The South American nation’s benchmark notes due in 2027 fell 5.5 cents on the dollar to 51 cents at 1:58 p.m. in New York, the lowest level since February 2009. The extra yield investors demand to own Venezuelan debt instead of U.S. Treasuries surged 2.14 percentage points to 20.51 percentage points, according to JPMorgan Chase & Co. data.
Investors are pulling money out of Venezuela as the rout in oil raises the risk that the nation won’t be able to pay for its imports.

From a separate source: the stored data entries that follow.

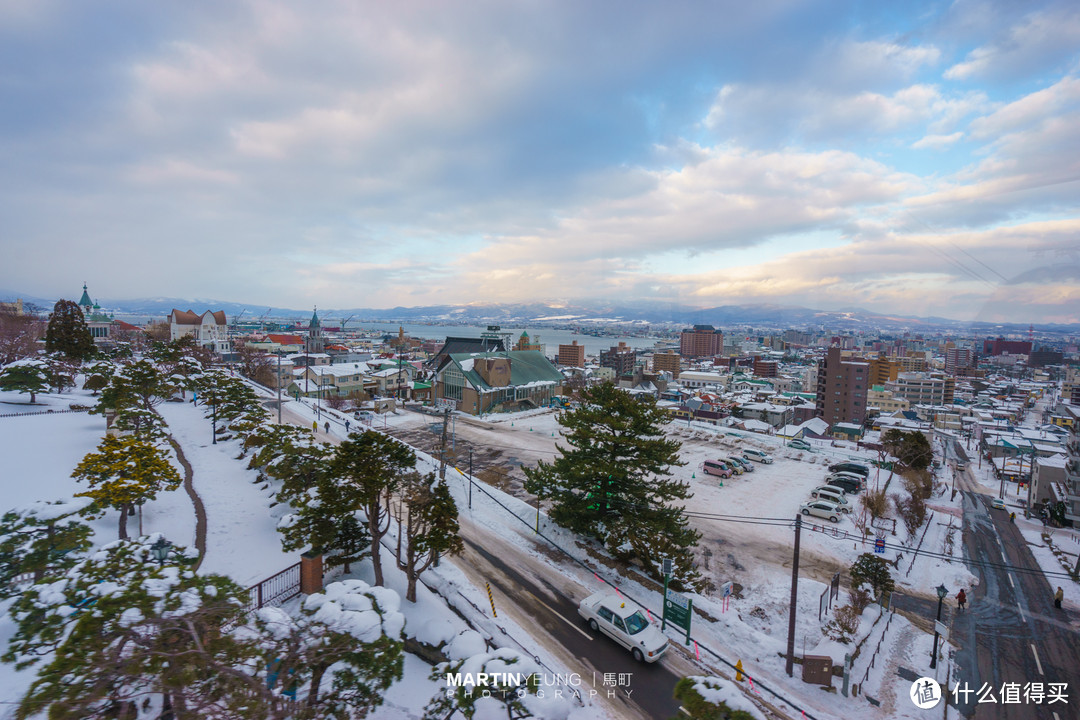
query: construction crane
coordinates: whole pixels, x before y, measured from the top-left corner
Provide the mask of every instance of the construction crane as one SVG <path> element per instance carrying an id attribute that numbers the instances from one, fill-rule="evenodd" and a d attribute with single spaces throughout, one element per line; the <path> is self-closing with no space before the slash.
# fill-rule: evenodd
<path id="1" fill-rule="evenodd" d="M 233 320 L 232 320 L 232 330 L 230 330 L 230 332 L 229 332 L 230 335 L 236 335 L 239 332 L 240 318 L 242 318 L 244 316 L 244 313 L 246 313 L 246 312 L 247 312 L 247 308 L 244 308 L 243 310 L 240 311 L 239 315 L 237 315 L 236 317 L 233 318 Z"/>
<path id="2" fill-rule="evenodd" d="M 262 317 L 259 318 L 259 331 L 262 332 L 264 335 L 266 334 L 266 326 L 263 324 L 263 321 L 266 320 L 266 316 L 269 314 L 270 308 L 266 308 L 266 312 L 264 312 L 262 314 Z"/>
<path id="3" fill-rule="evenodd" d="M 345 332 L 345 325 L 346 325 L 346 323 L 348 323 L 348 322 L 349 322 L 350 320 L 352 320 L 352 319 L 353 319 L 354 317 L 356 317 L 356 315 L 350 315 L 349 317 L 347 317 L 347 318 L 345 318 L 344 320 L 342 320 L 342 321 L 341 321 L 341 332 Z"/>

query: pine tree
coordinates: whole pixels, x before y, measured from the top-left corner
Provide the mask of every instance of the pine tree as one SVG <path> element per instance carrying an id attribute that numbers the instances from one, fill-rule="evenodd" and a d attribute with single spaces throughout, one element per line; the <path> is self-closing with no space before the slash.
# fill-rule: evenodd
<path id="1" fill-rule="evenodd" d="M 0 599 L 21 591 L 17 576 L 33 573 L 34 582 L 55 577 L 75 564 L 90 547 L 90 526 L 73 515 L 83 502 L 37 502 L 0 517 Z"/>
<path id="2" fill-rule="evenodd" d="M 925 470 L 934 459 L 934 448 L 918 430 L 904 432 L 890 428 L 882 434 L 881 444 L 901 465 L 913 470 Z"/>
<path id="3" fill-rule="evenodd" d="M 128 536 L 127 516 L 136 504 L 155 499 L 161 490 L 175 490 L 182 482 L 162 450 L 134 435 L 107 435 L 71 476 L 90 485 L 77 497 L 93 499 L 98 509 L 120 511 L 121 540 Z"/>
<path id="4" fill-rule="evenodd" d="M 19 360 L 0 370 L 0 390 L 29 393 L 31 405 L 49 389 L 49 381 L 49 368 L 40 360 Z"/>
<path id="5" fill-rule="evenodd" d="M 183 548 L 159 565 L 158 537 L 99 548 L 16 600 L 3 660 L 43 662 L 16 717 L 286 717 L 250 670 L 274 638 L 225 630 L 240 619 L 246 591 L 193 573 Z"/>
<path id="6" fill-rule="evenodd" d="M 863 553 L 852 563 L 848 571 L 851 578 L 852 589 L 860 585 L 868 584 L 874 590 L 874 597 L 880 598 L 882 593 L 892 592 L 895 583 L 892 574 L 889 573 L 889 563 L 874 553 Z"/>
<path id="7" fill-rule="evenodd" d="M 660 577 L 663 555 L 679 569 L 676 585 L 697 585 L 692 549 L 700 533 L 681 508 L 689 484 L 671 479 L 679 443 L 666 438 L 667 415 L 652 398 L 638 398 L 611 383 L 582 391 L 582 406 L 559 418 L 569 448 L 552 463 L 525 468 L 525 489 L 553 503 L 551 518 L 605 542 L 623 559 L 640 561 Z"/>
<path id="8" fill-rule="evenodd" d="M 342 489 L 344 507 L 363 510 L 371 536 L 375 584 L 383 584 L 382 538 L 390 525 L 390 498 L 401 475 L 416 466 L 416 454 L 406 445 L 373 430 L 353 433 L 337 447 L 330 471 Z"/>
<path id="9" fill-rule="evenodd" d="M 294 718 L 361 718 L 382 704 L 403 673 L 400 604 L 393 590 L 343 580 L 307 596 L 298 617 L 255 613 L 250 626 L 266 638 L 268 684 L 307 690 Z"/>
<path id="10" fill-rule="evenodd" d="M 97 352 L 82 308 L 71 300 L 59 300 L 45 329 L 45 349 L 77 361 L 89 360 Z"/>
<path id="11" fill-rule="evenodd" d="M 457 504 L 446 481 L 435 481 L 435 473 L 406 473 L 399 500 L 397 564 L 408 579 L 405 599 L 416 602 L 420 573 L 442 555 L 461 553 L 464 545 L 458 536 Z"/>
<path id="12" fill-rule="evenodd" d="M 675 684 L 675 699 L 680 709 L 693 720 L 753 720 L 754 715 L 745 710 L 732 710 L 719 695 L 728 692 L 738 698 L 730 681 L 704 676 L 684 677 Z"/>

West Texas Intermediate climbed after earlier today dropping to below $65 a barrel, the lowest level since July 2009. Crude tumbled last week on speculation prices have further to drop before the Organization of Petroleum Exporting Countries decision to maintain output slows U.S. shale supply.
“Every $1 drop in oil is around $770 million of lost revenue, so their ability to pay has taken a big hit,” Kevin Daly, a money manager at Aberdeen Asset Management, said in an e-mailed response to questions. “The market is already pricing in a high probability of default next year.”
Bank of America Corp. lowered its recommendation on Venezuelan bonds today to marketweight from overweight, citing the OPEC decision. At current oil prices, Venezuela will need an additional $25.6 billion to finance imports, the bank said.
Default Swaps
The upfront cost to buy protection against a Venezuelan default over the next five years with credit-default swaps jumped 6.23 percentage points today to 49.51 percentage points, the highest in the world, according to CMA data.
“Investors will continue to respond to what they see,” Jane Brauer, a Bank of America strategist, wrote in a report today. “The Venezuelan government has not been very responsive, not acting fast enough to adjust, and not calming the markets with executable plans to respond to these external pressures.”
Venezuela can overcome any situation arising from lower oil prices and is taking measures to protect itself amid the drop, Rafael Ramirez, the nation’s foreign minister, said in an interview published in the newspaper Panorama.
Venezuela needs a break-even price near $85 a barrel with adjustments to pay for its dollar liabilities, Jefferies Group LLC analyst Siobhan Morden said in a research note.
Notes maturing in 2024 from Ecuador, OPEC’s smallest producing member, fell 4.3 cents on the dollar to 98.20, the lowest since they were issued in June.